ここでは、皆さんが旅行の計画を立てる際に役立つ、具体的な数字をまとめてみました。
入館料金の比較
まず入館料ですが、美ら海水族館は大人2,180円、かりゆし水族館は大人2,400円(※料金は変動の可能性があるため要確認)となっています。
美ら海水族館は、規模に対してかなりリーズナブルな価格設定と言えるかもしれませんね。
特に美ら海には年間パスポートがあり、2回分の料金で1年間何度でも入れるという驚きのお得さがあります。
また、障害者割引についても、美ら海水族館は手帳の提示で本人と同伴者1名までが無料という、非常に手厚いサポートがあるのが特徴です。
一方、かりゆし水族館はWebでの事前購入や、周辺施設とのセットチケットなどで割引が適用されるプランが用意されていることがあります。

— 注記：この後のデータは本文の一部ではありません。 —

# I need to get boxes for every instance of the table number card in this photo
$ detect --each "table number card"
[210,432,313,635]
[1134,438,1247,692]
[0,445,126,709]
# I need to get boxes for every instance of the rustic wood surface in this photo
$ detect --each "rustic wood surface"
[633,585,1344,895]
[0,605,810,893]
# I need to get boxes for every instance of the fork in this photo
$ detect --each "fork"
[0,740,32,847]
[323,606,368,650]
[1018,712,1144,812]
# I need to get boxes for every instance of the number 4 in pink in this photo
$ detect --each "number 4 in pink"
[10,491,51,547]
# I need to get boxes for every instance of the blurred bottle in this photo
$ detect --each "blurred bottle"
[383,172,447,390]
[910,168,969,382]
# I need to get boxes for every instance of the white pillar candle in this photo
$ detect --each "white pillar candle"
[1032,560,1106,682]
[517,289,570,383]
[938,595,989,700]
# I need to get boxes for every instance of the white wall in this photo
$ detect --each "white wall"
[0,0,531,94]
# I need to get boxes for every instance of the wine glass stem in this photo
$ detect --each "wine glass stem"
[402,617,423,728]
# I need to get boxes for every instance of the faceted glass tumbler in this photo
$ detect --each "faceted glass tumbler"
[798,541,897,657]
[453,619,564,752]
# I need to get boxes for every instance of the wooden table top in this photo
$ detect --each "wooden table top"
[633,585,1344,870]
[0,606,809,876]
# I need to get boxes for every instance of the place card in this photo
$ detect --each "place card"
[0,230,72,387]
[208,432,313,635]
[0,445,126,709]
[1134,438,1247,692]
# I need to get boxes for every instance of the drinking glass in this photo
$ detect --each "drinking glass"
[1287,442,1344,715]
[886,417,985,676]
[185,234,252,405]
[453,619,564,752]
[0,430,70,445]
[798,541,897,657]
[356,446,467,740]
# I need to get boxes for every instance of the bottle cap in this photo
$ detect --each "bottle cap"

トータルの出費を抑えたいなら、事前のクーポンチェックが欠かせませんね。
アクセス方法と移動コスト
那覇市内から出発する場合、美ら海水族館へは高速道路を利用することになります。
レンタカーなら高速代がかかりますし、バスなら片道2,000円〜3,000円程度の運賃が必要です。

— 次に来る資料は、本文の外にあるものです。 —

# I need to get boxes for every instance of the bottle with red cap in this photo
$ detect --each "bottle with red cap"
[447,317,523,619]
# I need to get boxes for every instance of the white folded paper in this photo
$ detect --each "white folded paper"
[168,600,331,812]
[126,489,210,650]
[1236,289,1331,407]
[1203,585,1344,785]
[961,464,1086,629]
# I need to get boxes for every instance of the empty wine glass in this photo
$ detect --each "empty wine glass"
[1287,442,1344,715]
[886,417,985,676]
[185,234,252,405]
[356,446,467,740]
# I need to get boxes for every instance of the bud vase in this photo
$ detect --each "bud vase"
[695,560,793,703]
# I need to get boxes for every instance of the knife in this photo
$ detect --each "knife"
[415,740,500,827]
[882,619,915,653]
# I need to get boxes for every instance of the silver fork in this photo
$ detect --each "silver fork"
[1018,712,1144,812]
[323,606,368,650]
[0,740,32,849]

対して、かりゆし水族館は空港から路線バスやシャトルバスも出ており、タクシーでも数千円で行ける距離にあります。
移動にかかる費用と時間を含めて考えると、かりゆし水族館の方が手軽に感じられるかもしれませんね。
でも、北部の豊かな自然や古宇利島の絶景を一緒に楽しむと考えれば、美ら海への遠出も決して高くはない投資だと言えるでしょう。
結局、どっちに行けばいい?タイプ別の回答はこちら
ここまで読んでくださった皆さんは、なんとなく自分の好みが分かってきたのではないでしょうか。
最後にもう一度、あなたの旅のスタイルに合わせてどちらを選ぶべきか、私の独断と偏見でアドバイスさせていただきますね。
美ら海水族館に向いている人
- 沖縄旅行の目的が「王道の観光スポット巡り」である方
- ジンベエザメやマンタなど、大型の生き物を大迫力で見たい方
- お子さんに「海の大きさ」や「自然の大切さ」を学んでほしい方
- 北部エリアのホテル(名護・恩納村など)に宿泊される方
- 丸1日かけてゆっくりと海の世界を堪能したい方
やはり沖縄に来たからには一度は見ておきたい、そんな存在なのが美ら海水族館ですよね。
DMMかりゆし水族館に向いている人
- 滞在時間が短く、効率的に沖縄を満喫したい方
- 那覇市内や南部に宿泊し、あまり遠出をしたくない方
- SNSにアップするような「映える」写真をたくさん撮りたい方
- 天候を気にせず、涼しい室内で快適に過ごしたい方
- ショッピングやグルメも一緒に楽しみたい欲張りな方
「新しくて綺麗な場所に行きたい」「人とは違う体験をしたい」という方には、かりゆし水族館が本当におすすめなんですよ。
どっちを選んでも「沖縄の海」はあなたを待っています
さて、美ら海水族館とかりゆし水族館の違いについて詳しく解説してきましたが、いかがでしたでしょうか。
歴史と圧倒的なスケールを感じる美ら海水族館、そして最新技術と利便性が融合したかりゆし水族館。
どちらも「沖縄の海を愛してほしい」という願いが込められた、素晴らしい施設であることに変わりはありません。
どちらを選んでも、きっと素敵な笑顔がこぼれる瞬間が待っていますよ。
もしスケジュールに余裕があるなら、初日に空港近くのかりゆし水族館へ行き、中日にドライブを兼ねて美ら海水族館を訪れる、なんて贅沢なプランもアリかもしれませんね。
あなたにとって最高の一日になるよう、今回の記事が少しでもお役に立てれば光栄です。
さあ、青い空と海が広がる沖縄へ、一歩踏み出してみませんか?
きっと、想像以上に素晴らしい出会いが待っているはずですから。
気をつけて、いってらっしゃいませ。